Speculation* in basic necessities (basic foodstuffs, water, shelter, etc) is especially pernicious. What do people turn-to when grains/fruits/veggies become more expensive (or more scarce) -- dirt? Food is not produced instantaneously; nor does it magically appear in the markets. Moreover, without alternatives (choice, competition -- and everything that these things require), there exists no possibility of the "free" market operating like the (paid, self-interested) shills say it (inevitably) does.
And hedge funds have the hallmarks of a huge disaster-in-the-making.
*: Here, using the power of money to make money -- without increasing production, productive capacity, efficiency, etc. The net result of such activity is that more wealth-on-paper is poured into the hands of the elite, increasing the percentage they hold of the total wealth-on-paper -- and, since we don't differentiate "dollars" made by creating real-wealth (things that hold value as something other then a medium of exchange (currency, currency-"equivalents": "money in the bank")/instruments valued primarily as being able to be exchanged for currency, and that might return interest, dividends, other income, or "value" gains) and by engendering paper-wealth, increasing the percentage the elite holds of the total real-wealth. (And decreasing the real/paper value ratio.)

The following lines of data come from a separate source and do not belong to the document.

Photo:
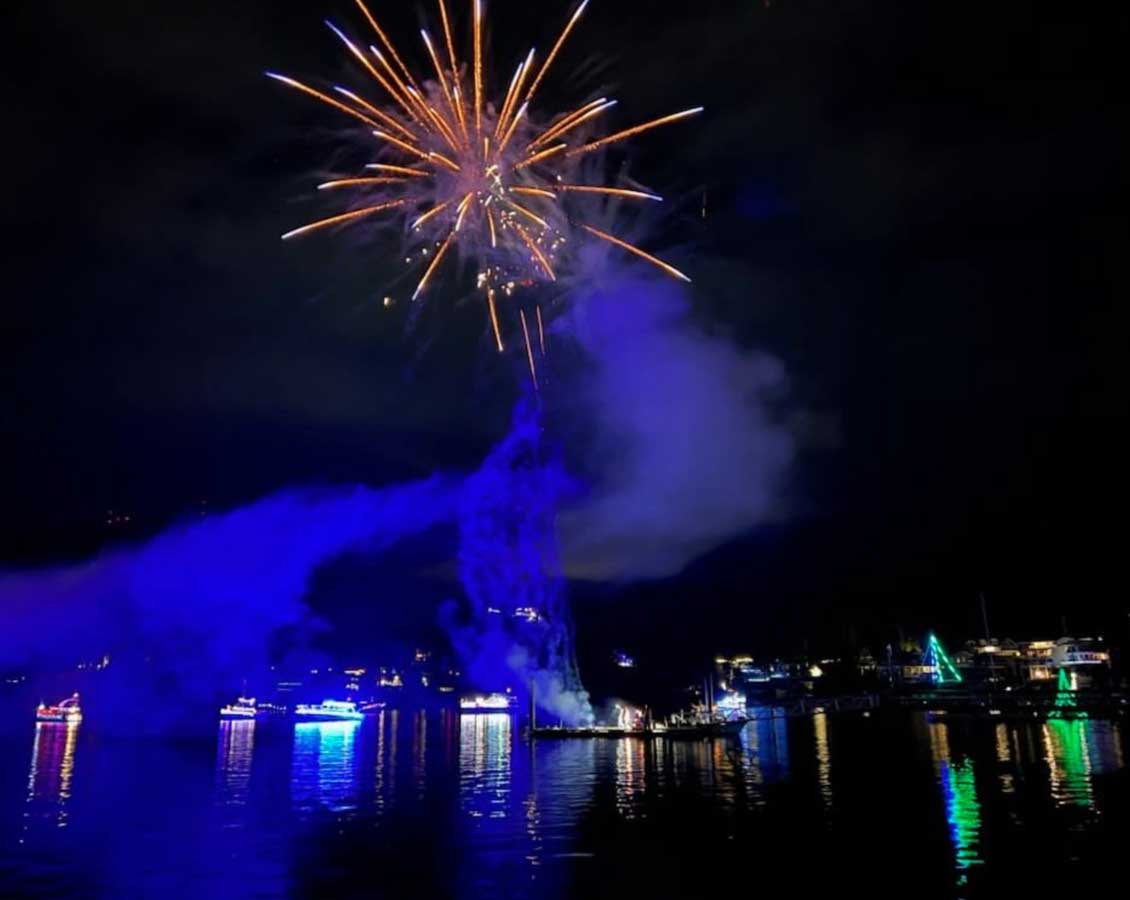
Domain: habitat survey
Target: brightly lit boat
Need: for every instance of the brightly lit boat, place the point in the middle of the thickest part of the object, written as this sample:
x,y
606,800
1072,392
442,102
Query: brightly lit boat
x,y
328,710
241,710
67,711
487,703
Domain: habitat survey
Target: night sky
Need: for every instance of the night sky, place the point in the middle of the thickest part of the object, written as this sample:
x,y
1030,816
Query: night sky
x,y
918,208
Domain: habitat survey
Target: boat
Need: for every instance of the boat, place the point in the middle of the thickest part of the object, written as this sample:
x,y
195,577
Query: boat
x,y
66,711
705,728
242,709
486,703
328,710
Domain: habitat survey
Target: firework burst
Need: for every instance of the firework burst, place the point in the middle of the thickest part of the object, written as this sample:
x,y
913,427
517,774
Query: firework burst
x,y
463,171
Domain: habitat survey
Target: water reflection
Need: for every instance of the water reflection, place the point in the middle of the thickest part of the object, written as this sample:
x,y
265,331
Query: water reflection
x,y
233,764
1076,751
823,759
629,777
323,770
484,764
764,754
959,793
52,771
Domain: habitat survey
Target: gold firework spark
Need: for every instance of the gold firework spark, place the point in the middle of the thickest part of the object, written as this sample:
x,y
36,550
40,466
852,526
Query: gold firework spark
x,y
454,163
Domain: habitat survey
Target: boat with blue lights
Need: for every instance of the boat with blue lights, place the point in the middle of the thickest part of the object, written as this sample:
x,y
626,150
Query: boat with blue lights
x,y
487,703
328,710
67,711
244,709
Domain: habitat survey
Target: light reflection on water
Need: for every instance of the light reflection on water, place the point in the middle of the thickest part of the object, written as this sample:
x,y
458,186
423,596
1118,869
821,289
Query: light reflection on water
x,y
323,771
484,764
236,746
959,794
514,816
52,771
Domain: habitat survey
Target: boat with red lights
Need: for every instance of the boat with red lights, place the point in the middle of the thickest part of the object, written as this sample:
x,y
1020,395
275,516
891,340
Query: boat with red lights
x,y
66,711
328,710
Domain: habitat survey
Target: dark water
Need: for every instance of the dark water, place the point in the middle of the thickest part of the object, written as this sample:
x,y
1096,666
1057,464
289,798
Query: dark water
x,y
432,804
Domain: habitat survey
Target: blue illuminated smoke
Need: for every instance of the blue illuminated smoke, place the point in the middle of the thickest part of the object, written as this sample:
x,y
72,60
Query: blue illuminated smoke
x,y
680,450
515,619
189,615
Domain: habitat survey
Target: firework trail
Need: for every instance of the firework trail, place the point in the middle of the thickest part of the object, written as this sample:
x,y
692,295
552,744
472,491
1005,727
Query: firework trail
x,y
459,170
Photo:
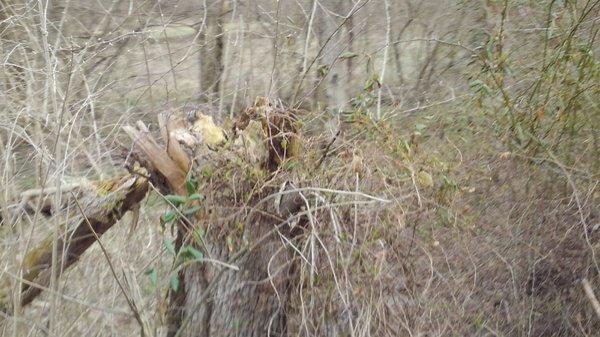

Put another way: Joe Worker goes to work, labors hard, and makes maybe 50 or a 100 bucks a day; Joe Speculator goes to "work", gambles a little (generally with other people's money; and often "gambling" more against consumers -- who have no way to play the game -- than he does against other speculators: that would be risky), and "makes" two million dollars a day. ...
What? No slashes?
The slash is a useful, multi-faceted beast. It can replace an "and" or an "or"; a comma or semicolon. Moreover, it can leave the reader free to make his own (natural) associations between the slash-separated (connected) words, and the words these modify, etc.
Plus, it really helps to fudge a word-count. (Which is a somewhat cheesy gimmick, but one that helps ensure careful editing; a great and constant need in the particular case. Some things come easily; others only with great effort -- but enough effort can make the latter appear like the former.)